Warner is pressing for more than prayers. He wants Washington to take a harder look at how to configure benefits and insurance coverage so that in another economic downturn, the government doesn't run up more debt to help those with no financial support system.
Perhaps, he said, there needs to be a new category of protected workers -- a hybrid between traditional employees and independent contractors.
While the focus can be on younger people, the gig economy includes a good number of middle-age folks or those nearing retirement who are trying to bolster their incomes, Warner said.

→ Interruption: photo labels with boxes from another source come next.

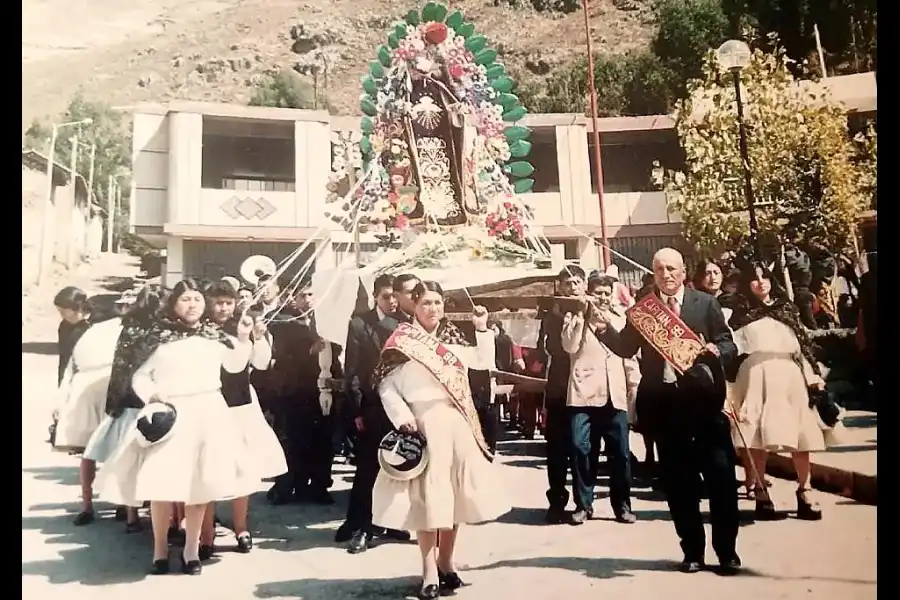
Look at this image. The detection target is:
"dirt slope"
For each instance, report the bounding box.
[22,0,651,129]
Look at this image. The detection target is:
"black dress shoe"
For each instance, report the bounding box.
[181,556,203,575]
[678,558,704,573]
[347,529,372,554]
[235,531,253,554]
[308,490,334,506]
[72,510,96,527]
[438,571,466,592]
[150,558,169,575]
[197,544,216,561]
[716,554,743,576]
[375,529,412,542]
[166,527,185,546]
[418,583,441,600]
[334,521,354,544]
[544,506,566,525]
[569,508,594,525]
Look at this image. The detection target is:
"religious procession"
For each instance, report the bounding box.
[23,2,879,600]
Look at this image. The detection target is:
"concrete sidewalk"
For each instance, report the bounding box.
[766,410,878,505]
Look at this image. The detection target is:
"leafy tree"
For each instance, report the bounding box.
[721,0,878,75]
[22,94,131,248]
[250,69,327,109]
[667,50,874,252]
[519,50,674,117]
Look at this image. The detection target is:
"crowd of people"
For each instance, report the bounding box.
[45,243,877,598]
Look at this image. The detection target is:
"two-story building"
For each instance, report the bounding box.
[131,71,871,284]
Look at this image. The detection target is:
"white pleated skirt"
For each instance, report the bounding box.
[84,408,141,463]
[97,391,256,507]
[53,367,111,452]
[228,387,287,495]
[372,400,510,531]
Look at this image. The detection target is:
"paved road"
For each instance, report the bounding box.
[22,260,876,600]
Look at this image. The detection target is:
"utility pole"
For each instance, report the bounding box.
[106,175,116,252]
[81,139,97,256]
[66,133,78,271]
[112,183,122,252]
[581,0,610,270]
[37,125,57,286]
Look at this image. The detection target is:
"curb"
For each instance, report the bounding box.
[766,454,878,506]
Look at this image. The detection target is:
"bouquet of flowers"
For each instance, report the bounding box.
[484,201,525,246]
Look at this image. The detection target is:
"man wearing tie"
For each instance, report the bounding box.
[335,275,409,554]
[599,248,741,575]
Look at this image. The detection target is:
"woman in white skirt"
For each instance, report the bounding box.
[101,279,253,575]
[54,308,122,525]
[372,282,510,599]
[732,266,826,521]
[200,281,287,561]
[84,286,163,533]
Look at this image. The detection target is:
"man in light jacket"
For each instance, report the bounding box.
[562,276,641,525]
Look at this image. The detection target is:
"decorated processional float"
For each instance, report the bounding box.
[313,2,562,352]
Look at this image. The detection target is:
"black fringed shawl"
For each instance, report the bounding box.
[732,300,821,375]
[106,317,234,415]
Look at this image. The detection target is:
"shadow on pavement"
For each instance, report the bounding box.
[843,415,878,429]
[22,466,78,485]
[22,515,152,586]
[254,577,420,600]
[22,342,57,356]
[467,556,679,579]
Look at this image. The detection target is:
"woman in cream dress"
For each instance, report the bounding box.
[732,267,826,521]
[372,282,510,599]
[54,310,122,525]
[101,279,253,575]
[200,281,287,560]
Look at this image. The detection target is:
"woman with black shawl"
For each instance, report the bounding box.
[84,286,164,533]
[101,279,253,575]
[732,264,826,521]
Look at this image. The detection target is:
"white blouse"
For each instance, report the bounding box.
[131,336,254,402]
[734,317,818,381]
[56,318,122,404]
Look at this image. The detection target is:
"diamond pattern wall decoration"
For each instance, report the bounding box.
[221,196,277,221]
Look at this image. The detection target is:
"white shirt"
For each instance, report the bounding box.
[659,286,684,383]
[469,329,497,371]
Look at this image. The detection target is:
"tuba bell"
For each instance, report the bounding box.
[240,254,278,287]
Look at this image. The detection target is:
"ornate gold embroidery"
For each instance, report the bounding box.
[416,137,460,219]
[382,323,494,460]
[626,294,703,373]
[411,96,444,131]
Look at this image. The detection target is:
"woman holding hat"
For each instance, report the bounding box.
[372,282,509,600]
[101,279,253,575]
[84,286,164,533]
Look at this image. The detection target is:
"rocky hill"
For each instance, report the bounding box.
[22,0,652,130]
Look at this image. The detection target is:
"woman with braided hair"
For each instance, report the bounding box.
[732,264,826,521]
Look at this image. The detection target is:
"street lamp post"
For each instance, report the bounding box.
[716,40,762,260]
[37,118,94,286]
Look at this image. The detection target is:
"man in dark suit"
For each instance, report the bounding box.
[335,275,409,554]
[538,265,586,524]
[268,281,343,505]
[600,248,741,574]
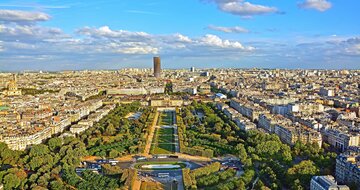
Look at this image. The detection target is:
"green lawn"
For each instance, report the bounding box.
[150,124,175,154]
[134,161,186,170]
[159,112,174,125]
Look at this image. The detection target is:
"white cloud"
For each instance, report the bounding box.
[207,0,279,18]
[207,25,249,33]
[174,34,192,43]
[118,46,159,54]
[198,34,254,50]
[0,9,50,23]
[298,0,332,12]
[78,26,151,41]
[342,38,360,55]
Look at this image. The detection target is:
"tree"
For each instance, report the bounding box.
[48,137,62,151]
[104,123,116,136]
[287,160,319,187]
[235,144,247,162]
[29,144,50,157]
[3,173,21,189]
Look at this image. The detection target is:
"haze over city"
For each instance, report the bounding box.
[0,0,360,71]
[0,0,360,190]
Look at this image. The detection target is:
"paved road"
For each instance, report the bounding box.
[144,110,159,156]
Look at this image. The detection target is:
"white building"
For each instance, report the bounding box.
[310,175,350,190]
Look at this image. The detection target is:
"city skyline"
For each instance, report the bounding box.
[0,0,360,71]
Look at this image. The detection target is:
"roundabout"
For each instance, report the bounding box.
[134,162,187,170]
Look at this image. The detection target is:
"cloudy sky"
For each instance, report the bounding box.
[0,0,360,71]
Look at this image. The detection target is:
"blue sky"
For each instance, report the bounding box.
[0,0,360,71]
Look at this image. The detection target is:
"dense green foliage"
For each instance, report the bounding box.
[0,103,145,190]
[179,102,336,189]
[80,103,152,158]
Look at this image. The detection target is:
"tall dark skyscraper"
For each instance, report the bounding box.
[154,57,161,78]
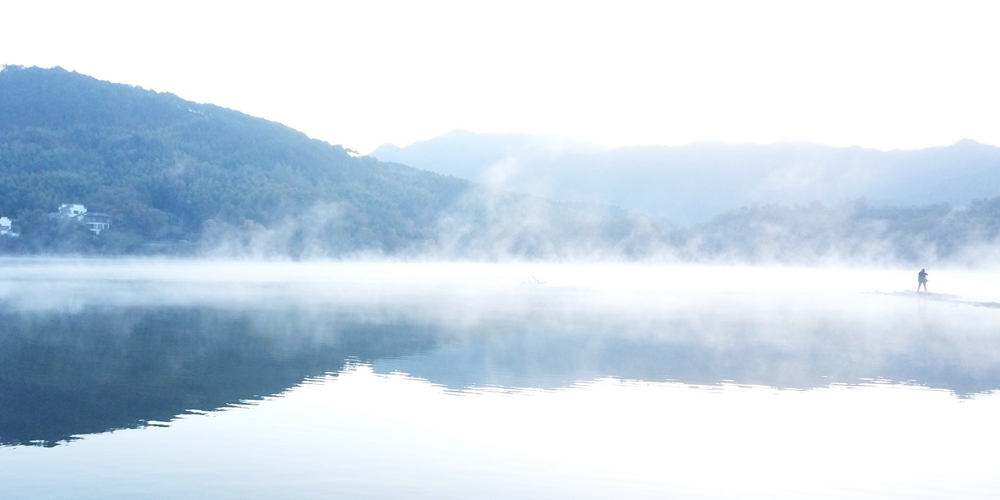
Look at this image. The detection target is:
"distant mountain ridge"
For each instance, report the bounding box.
[372,131,1000,224]
[0,66,1000,264]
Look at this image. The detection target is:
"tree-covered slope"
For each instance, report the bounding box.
[0,66,468,253]
[372,131,1000,224]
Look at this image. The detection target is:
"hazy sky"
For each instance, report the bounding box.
[0,0,1000,153]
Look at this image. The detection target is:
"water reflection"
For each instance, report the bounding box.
[0,282,1000,445]
[0,307,446,446]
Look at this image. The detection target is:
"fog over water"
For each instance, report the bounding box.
[0,259,1000,498]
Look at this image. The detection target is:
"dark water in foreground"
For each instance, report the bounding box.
[0,265,1000,498]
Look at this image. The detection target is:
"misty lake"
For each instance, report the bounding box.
[0,259,1000,499]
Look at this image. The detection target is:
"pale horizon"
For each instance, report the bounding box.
[0,2,1000,153]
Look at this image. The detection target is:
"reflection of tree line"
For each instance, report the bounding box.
[0,308,435,445]
[0,299,1000,445]
[375,305,1000,396]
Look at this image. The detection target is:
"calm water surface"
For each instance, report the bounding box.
[0,260,1000,498]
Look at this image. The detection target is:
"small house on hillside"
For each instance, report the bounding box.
[54,203,111,234]
[59,203,87,219]
[0,217,20,238]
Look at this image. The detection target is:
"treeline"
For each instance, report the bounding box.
[0,66,1000,263]
[0,66,469,254]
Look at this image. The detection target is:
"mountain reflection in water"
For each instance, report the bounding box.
[0,260,1000,446]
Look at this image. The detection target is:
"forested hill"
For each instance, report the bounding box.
[0,66,469,255]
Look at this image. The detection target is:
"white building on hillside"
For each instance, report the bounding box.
[0,217,19,238]
[59,203,87,219]
[57,203,111,234]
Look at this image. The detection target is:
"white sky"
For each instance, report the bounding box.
[0,0,1000,153]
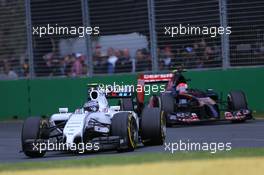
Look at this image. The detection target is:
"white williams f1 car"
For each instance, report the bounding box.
[22,87,166,157]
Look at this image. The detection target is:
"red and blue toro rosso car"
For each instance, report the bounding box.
[137,70,253,126]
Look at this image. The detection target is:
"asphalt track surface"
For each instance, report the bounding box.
[0,120,264,163]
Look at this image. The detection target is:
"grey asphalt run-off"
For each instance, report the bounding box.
[0,120,264,163]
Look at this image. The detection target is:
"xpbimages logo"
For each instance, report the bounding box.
[32,140,100,154]
[32,24,100,38]
[164,24,232,38]
[164,140,232,154]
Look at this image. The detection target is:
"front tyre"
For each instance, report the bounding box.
[111,112,138,151]
[21,117,48,158]
[141,108,166,145]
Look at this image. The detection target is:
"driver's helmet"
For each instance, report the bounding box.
[176,83,188,94]
[83,100,99,112]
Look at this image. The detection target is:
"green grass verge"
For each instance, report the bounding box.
[0,148,264,171]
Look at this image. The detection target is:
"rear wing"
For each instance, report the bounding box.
[137,73,174,104]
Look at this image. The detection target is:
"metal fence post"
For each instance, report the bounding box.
[148,0,158,72]
[219,0,230,69]
[82,0,93,76]
[24,0,34,79]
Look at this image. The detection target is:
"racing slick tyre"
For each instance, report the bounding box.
[227,91,248,123]
[141,107,166,145]
[111,112,138,152]
[160,93,175,126]
[227,91,248,111]
[21,117,48,158]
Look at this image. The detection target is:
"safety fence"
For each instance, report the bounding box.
[0,0,264,79]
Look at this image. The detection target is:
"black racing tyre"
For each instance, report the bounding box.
[141,107,166,145]
[21,117,48,158]
[160,93,175,127]
[120,98,134,111]
[160,93,175,114]
[227,91,248,111]
[111,112,138,151]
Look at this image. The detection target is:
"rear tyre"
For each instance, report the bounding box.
[227,91,248,111]
[227,91,248,123]
[111,112,138,151]
[141,108,166,145]
[160,93,175,127]
[21,117,48,158]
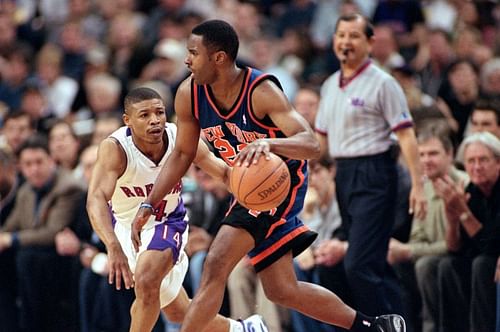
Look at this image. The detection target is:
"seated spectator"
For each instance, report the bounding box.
[91,113,123,144]
[20,84,57,135]
[49,120,80,171]
[438,60,479,143]
[293,87,320,128]
[470,99,500,139]
[0,112,34,153]
[0,41,33,109]
[0,149,19,332]
[387,127,467,331]
[432,132,500,332]
[35,44,78,119]
[479,57,500,97]
[371,25,405,72]
[0,136,82,332]
[290,158,342,332]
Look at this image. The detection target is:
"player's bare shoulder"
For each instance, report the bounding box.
[175,76,193,116]
[97,137,127,174]
[251,79,292,118]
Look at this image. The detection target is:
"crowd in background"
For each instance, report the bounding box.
[0,0,500,332]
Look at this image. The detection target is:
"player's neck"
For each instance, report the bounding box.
[210,65,245,95]
[133,134,168,164]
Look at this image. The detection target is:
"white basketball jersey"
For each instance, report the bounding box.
[110,123,186,229]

While some websites that work with freelancers have sparked legal battles over proper compensation, Warner contends litigation will take too long to iron out. The better solution, he said, is for Washington to begin adopting rules to reflect the gig economy.
Warner and Aneesh Chopra, former U.S. chief technology officer and Virginia's former secretary of technology, said the solution may come from among the same entrepreneurs driving changes in the workplace.
If a new system has to be developed to collect money for a safety net and retirement benefits for these workers, web-based entrepreneurs can help, Chopra said. They'll be eager to find a way to make money by doing it more efficiently than the government, Chopra said.
"The hope is that in solving it for this group, we might actually improve the social safety net for even the full-time employees," he said.